Immutep Limited, a clinical-stage biotechnology company specialising in LAG-3 immunotherapies for cancer and autoimmune diseases, has received regulatory authorisation for the commercial manufacturing of Eftilagimod Alpha (efti) at a scale of 2,000 litres for clinical trial use. 

Eftilagimod Alpha is Immutep’s proprietary soluble LAG-3 protein and MHC Class II agonist designed to stimulate both innate and adaptive immunity for cancer treatment.

This authorisation covers multiple European countries, including Germany, Belgium, Denmark, and the United Kingdom, Immutep revealed in a press release.  

Following the successful upscaling of efti’s manufacturing process to commercial scale at WuXi Biologics, the modifications related to the process were incorporated into a substantial amendment of the Investigational Medicinal Product Dossier (IMPD). 
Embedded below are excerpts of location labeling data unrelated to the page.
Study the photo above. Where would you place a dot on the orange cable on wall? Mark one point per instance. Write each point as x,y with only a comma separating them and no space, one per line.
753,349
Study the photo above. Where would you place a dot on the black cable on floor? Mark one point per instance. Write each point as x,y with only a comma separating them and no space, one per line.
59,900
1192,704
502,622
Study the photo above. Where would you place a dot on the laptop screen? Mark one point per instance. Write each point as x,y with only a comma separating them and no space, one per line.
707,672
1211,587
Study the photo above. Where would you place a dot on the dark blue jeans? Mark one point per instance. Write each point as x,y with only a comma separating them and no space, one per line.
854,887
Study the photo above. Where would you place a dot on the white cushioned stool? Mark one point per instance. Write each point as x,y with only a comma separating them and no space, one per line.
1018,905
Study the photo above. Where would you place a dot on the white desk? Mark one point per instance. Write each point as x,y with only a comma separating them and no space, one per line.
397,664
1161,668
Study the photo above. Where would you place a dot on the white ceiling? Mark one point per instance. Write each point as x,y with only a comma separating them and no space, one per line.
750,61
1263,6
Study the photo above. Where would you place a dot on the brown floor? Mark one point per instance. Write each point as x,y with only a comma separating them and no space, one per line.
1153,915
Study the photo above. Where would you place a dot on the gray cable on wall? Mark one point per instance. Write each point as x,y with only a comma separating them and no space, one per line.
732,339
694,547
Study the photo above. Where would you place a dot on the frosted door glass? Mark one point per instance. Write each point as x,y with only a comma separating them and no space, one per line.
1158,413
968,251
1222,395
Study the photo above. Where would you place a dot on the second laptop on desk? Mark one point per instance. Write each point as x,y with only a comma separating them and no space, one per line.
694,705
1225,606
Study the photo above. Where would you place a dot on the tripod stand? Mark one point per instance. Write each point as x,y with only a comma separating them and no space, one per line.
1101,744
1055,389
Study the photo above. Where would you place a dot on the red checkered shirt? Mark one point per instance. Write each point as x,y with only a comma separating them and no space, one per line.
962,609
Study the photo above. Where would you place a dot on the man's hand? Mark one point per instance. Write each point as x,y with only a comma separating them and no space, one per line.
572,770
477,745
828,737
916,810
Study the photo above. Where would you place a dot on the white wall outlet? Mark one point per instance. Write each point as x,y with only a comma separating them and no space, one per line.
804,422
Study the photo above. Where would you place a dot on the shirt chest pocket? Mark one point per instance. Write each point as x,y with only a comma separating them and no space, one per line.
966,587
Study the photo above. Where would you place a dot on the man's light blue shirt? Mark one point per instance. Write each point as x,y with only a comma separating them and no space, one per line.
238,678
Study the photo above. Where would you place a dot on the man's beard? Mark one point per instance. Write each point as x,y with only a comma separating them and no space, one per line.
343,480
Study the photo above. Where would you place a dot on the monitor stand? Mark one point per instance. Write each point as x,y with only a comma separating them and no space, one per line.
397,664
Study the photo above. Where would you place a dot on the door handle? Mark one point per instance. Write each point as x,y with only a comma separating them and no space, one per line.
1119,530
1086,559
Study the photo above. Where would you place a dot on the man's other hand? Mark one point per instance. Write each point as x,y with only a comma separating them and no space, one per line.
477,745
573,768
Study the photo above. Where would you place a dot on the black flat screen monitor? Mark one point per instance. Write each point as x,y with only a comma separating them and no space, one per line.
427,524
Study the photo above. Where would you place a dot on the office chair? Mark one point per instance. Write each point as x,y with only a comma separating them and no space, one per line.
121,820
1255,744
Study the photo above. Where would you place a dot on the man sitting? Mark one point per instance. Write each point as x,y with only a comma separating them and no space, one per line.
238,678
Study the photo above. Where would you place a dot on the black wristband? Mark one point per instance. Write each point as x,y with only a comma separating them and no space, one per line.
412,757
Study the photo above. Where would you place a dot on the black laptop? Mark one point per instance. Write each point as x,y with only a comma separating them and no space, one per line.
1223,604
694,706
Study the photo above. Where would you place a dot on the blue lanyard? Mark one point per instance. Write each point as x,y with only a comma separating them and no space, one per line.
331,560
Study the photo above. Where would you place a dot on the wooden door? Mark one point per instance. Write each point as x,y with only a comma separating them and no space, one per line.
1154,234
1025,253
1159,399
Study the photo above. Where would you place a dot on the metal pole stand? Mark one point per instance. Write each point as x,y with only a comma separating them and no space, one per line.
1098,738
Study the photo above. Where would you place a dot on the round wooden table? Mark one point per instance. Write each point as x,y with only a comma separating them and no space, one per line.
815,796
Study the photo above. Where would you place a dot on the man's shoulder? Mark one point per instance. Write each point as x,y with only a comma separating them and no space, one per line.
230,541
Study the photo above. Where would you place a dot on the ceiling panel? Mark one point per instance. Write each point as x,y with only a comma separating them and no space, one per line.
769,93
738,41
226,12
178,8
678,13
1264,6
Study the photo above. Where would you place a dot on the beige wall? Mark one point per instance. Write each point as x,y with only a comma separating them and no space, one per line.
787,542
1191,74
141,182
This resulted in achieving overall comparability between the initial 2,000L scale and the previous 200L scale manufacturing process used in clinical stages. 

The ASX-listed company said it intends to incorporate efti produced through the 2,000L scale process in ongoing and upcoming clinical trials.

Marc Voigt, CEO of Immutep, expressed the importance of this milestone, stating, “With late-stage clinical development underway for our first-in-class soluble LAG-3 protein and MHC Class II agonist in non-small cell lung cancer, head and neck cancer, and metastatic breast cancer, commercial-scale manufacturing of efti for use in clinical trials is a significant achievement and brings us closer to realising efti’s potential to help cancer patients worldwide.”

Additionally, efti activates various immune cells and enhances the immune system’s ability to combat cancer. 

The product is currently being evaluated for the treatment of solid tumours, including non-small cell lung cancer (NSCLC), head and neck squamous cell carcinoma (HNSCC), and metastatic breast cancer. 

Its safety profile allows for potential combinations with other therapies, such as anti-PD-[L]1 immunotherapy and chemotherapy. 

Efti has also received Fast Track Designation from the US Food and Drug Administration (FDA) for certain indications.

Founded in 2001, Immutep is dedicated to advancing LAG-3 immunotherapy for cancer and autoimmune diseases and continues to develop a diverse portfolio of products focused on harnessing LAG-3’s unique immune response-modulating properties.